古希腊哲学家说“人不能两次踏入同一条河流”,如果相似之处只是少数,还可以说是巧合,但如此之多的高度相似之处,这就不得不引人深思了。

曾仕强:《易经》的智慧

有一段历史,我相信大家都很熟悉,就是商朝本来也是一个很好的朝代,但是传到商纣王的时候,我们都知道纣王的品性很差,暴虐无道,做出很多老百姓非常不喜欢的事情。所以当时的老百姓反而比较欢迎周西伯,也就是周文王。

周西伯很得民心,所以商纣王对他有点害怕,就假借一些理由把他抓起来关在羑里。他在牢里开始替《易经》写一些经文。
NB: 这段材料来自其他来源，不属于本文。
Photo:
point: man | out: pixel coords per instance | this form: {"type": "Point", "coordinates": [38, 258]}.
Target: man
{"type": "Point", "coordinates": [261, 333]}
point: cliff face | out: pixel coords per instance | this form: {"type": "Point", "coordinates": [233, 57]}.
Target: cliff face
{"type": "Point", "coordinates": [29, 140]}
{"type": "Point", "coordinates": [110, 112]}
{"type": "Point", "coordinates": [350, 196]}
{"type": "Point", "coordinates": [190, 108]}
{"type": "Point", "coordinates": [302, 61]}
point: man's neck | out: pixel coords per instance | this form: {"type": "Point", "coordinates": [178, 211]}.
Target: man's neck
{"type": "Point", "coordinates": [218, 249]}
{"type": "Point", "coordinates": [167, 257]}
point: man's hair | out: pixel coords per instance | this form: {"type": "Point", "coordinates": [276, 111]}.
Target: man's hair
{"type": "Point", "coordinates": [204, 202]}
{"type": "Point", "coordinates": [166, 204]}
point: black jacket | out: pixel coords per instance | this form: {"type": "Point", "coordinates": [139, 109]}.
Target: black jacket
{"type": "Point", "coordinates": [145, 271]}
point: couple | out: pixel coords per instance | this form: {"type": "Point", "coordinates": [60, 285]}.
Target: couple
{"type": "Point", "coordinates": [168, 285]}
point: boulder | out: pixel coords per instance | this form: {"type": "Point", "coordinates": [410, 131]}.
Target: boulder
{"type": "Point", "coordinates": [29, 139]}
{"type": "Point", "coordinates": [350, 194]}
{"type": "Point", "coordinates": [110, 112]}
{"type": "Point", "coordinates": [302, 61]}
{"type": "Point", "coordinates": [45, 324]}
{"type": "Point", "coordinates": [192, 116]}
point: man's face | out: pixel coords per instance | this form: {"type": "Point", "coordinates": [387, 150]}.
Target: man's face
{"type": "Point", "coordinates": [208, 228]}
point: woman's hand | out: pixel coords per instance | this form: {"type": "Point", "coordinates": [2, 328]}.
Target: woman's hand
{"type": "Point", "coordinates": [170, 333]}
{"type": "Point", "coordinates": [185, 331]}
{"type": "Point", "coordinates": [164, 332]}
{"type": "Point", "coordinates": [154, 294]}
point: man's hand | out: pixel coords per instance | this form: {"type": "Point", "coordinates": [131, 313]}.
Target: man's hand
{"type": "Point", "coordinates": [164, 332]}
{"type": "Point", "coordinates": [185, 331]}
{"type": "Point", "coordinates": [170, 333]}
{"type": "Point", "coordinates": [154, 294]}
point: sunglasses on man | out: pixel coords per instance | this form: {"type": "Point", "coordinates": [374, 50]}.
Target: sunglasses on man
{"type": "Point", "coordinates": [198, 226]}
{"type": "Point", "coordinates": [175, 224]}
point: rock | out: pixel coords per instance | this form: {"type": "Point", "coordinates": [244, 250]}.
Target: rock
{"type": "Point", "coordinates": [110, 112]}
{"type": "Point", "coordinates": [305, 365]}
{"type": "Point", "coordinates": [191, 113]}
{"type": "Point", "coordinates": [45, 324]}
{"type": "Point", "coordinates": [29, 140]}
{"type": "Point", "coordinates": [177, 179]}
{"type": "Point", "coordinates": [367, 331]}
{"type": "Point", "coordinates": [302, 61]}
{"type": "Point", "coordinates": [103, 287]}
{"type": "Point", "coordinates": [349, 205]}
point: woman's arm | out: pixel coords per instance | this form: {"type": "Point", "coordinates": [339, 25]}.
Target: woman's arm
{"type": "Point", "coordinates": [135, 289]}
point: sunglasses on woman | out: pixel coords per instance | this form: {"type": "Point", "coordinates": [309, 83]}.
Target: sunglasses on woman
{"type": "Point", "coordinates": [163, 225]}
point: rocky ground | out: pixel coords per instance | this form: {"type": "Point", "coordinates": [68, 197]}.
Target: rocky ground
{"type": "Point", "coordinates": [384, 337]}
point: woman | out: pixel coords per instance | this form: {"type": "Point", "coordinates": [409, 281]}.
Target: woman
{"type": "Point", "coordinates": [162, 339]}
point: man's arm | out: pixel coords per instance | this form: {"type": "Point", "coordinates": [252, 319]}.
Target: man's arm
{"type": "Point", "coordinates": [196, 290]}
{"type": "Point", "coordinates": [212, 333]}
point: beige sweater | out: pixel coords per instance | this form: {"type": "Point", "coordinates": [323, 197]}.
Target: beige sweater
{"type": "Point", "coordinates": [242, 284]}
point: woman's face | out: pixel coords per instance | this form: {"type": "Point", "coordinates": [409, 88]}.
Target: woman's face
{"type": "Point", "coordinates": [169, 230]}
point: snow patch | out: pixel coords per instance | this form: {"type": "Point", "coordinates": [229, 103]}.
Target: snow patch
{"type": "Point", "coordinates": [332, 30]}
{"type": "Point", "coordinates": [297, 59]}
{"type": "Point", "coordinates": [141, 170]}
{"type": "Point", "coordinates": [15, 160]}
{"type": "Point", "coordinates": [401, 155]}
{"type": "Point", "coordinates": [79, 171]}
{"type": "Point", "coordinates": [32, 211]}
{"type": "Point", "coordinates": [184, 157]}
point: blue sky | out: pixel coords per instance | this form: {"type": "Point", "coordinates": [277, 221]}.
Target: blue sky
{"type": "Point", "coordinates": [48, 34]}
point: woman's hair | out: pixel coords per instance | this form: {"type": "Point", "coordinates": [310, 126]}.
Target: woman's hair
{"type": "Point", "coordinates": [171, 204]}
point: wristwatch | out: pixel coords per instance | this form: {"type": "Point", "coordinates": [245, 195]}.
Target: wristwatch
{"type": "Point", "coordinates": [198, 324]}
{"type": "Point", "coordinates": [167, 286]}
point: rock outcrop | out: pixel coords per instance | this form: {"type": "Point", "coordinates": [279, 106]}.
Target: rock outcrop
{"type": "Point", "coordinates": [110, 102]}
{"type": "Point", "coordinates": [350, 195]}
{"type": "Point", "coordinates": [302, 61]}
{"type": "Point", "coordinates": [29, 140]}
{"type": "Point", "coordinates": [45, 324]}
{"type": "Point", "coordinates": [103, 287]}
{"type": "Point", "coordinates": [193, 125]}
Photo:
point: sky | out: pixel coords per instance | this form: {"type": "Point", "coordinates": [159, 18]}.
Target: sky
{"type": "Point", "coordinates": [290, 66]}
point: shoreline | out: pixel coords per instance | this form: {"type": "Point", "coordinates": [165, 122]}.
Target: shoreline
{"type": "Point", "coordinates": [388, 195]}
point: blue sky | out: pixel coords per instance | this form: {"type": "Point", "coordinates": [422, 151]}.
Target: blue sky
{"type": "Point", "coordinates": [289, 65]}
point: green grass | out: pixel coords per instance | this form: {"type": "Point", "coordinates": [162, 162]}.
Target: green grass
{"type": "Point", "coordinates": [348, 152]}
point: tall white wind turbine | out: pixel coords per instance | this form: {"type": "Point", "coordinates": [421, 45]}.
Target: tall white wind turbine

周西伯把自己累积起来的宝贵人生经验,透过六十四卦保存下来。六十四卦每个卦他都写有卦辞,每卦六爻,每一爻也都写有爻辞来说明,就成为最早的《易经》。因为在伏羲当年是没有文字的,那时候只有简单的符号,可以说是无字天书。所以真正写成《易经》的是周文王,他在牢里头很费苦心,是一个字一个字斟酌完成的。

伏羲氏当年画卦的时候是没有文字的,所以他就有很大的空白性,让后来的人可以从各方面加以补实、说明。周文王一定是体会到了空白性的乐趣,因为他可以有很大的空间去发挥,一方面他是受到纣王的压制,很难能够畅所欲言,有一点躲躲藏藏,有一点难言之隐,有一点说不出来的苦衷;另一方面,他也替我们创造了一个空间,叫做留白性,他在字里行间留了很多可以拐弯抹角的空间。

伏羲八卦图因为没有文字而被称为无字天书,后世有许多人企图用文字对八卦图进行注解,但较为完整并流传至今的,只有周文王所写的《易经》,所以我们常把《易经》也称为《周易》。那么周文王是怎样对伏羲八卦进行文字注解的呢?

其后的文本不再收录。